Nel corso del tempo, alle personificazioni della Grande Madre vennero attribuite connotazioni e mansioni diverse, per esempio Ishtar, Astarte, Afrodite Pandèmia,[24] Venere sovrintendevano all'amore sensuale, Ecate triforme (come tre sono le fasi della vita) alla fecondità delle donne, Demetra/Cerere e Persefone/Proserpina alla fertilità dei campi, Kubaba, Cibele, quindi Artemide-Diana alla caccia, Era come genitrice di tutti gli esseri.[25]

In civiltà particolarmente stratificate come quelle europee, mesopotamiche e indiane, l'evoluzione della Grande Madre produsse anche una moltitudine di sincretismi fra divinità antiche e innovative, come è attestato da mitografi e poeti antichi nella «parentela mitologica» per la quale, ad esempio, Ecate è figlia di Gea; Demetra è figlia di Rea.[26]

Nel V secolo a.C. lo storico greco Erodoto stabiliva un parallelismo tra l'egiziana Iside e le dee Demetra-Persefone.[27]

Tali culti dal forte carattere sincretico si sarebbero protratti fino ai nostri giorni: si pensi al significato delle Madonne Nere venerate pressappoco in tutta Europa.[28]

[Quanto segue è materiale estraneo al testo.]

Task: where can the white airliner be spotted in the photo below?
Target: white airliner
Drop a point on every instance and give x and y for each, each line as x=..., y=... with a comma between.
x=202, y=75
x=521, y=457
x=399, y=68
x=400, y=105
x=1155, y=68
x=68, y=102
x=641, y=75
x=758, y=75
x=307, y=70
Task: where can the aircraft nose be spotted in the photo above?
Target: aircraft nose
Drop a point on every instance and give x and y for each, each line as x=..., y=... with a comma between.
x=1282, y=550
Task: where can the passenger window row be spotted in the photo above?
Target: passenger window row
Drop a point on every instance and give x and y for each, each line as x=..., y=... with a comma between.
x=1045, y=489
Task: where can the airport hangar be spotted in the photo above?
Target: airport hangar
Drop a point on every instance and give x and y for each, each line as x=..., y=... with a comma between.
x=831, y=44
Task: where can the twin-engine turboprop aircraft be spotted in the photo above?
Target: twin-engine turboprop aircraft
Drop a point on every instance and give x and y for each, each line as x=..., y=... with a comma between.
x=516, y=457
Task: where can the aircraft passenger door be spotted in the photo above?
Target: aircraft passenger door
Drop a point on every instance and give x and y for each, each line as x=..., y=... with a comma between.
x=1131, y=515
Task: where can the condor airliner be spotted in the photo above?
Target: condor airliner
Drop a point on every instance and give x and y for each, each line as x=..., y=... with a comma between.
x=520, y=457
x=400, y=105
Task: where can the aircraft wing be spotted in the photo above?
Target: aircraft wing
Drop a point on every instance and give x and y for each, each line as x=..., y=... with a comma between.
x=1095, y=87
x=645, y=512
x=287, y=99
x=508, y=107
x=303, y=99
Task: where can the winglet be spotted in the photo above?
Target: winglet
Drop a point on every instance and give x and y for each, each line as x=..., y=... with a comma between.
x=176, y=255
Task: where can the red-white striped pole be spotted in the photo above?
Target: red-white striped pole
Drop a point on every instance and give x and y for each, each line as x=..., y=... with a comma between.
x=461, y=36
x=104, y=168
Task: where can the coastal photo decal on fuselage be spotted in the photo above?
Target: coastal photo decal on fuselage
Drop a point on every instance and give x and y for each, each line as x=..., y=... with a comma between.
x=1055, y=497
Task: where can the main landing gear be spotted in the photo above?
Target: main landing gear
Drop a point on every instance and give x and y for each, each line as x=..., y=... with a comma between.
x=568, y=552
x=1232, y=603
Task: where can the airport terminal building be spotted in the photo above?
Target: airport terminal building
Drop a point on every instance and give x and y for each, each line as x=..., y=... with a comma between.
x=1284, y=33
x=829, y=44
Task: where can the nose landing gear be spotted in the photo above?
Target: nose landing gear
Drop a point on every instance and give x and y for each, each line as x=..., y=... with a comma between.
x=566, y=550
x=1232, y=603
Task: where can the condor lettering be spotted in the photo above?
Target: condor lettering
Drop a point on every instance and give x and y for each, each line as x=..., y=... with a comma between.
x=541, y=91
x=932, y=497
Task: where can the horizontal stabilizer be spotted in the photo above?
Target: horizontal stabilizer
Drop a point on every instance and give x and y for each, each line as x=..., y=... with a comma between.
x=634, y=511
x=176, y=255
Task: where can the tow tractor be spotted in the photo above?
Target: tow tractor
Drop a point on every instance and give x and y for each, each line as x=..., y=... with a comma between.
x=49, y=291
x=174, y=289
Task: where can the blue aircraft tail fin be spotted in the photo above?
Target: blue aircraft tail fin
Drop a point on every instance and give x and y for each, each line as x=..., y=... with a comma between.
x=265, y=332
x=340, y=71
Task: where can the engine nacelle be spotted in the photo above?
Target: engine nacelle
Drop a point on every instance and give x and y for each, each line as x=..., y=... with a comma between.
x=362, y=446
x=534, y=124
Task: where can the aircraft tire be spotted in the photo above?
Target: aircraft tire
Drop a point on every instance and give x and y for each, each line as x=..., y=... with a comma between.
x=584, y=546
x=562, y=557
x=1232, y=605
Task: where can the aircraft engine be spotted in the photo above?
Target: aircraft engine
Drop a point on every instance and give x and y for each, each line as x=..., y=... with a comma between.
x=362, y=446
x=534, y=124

Una variante della Grande Madre nell'estremo occidente è, secondo Robert Graves, la Dea Bianca della mitologia celtica, colei che a Samotracia si chiamava Leucotea e proteggeva i marinai nei naufragi.[29] Sarebbe questo un segno di un'antichissima circolazione mitologica negli spazi euromediterranei, e forse anche di stratificazioni etniche a tutt'oggi solo intraviste e ancora da chiarire.[29][30]

Significati e simbologia

La simbologia della Grande Madre rimanda alla fertilità della terra, talora identificata con il suo stesso corpo,[13] o quantomeno ritenuta l'ambito di sua pertinenza.[34] In tal senso essa funge da mediatrice col divino celeste, perché fornisce alle idee archetipe spirituali la sostanza con cui potersi materializzare.[35]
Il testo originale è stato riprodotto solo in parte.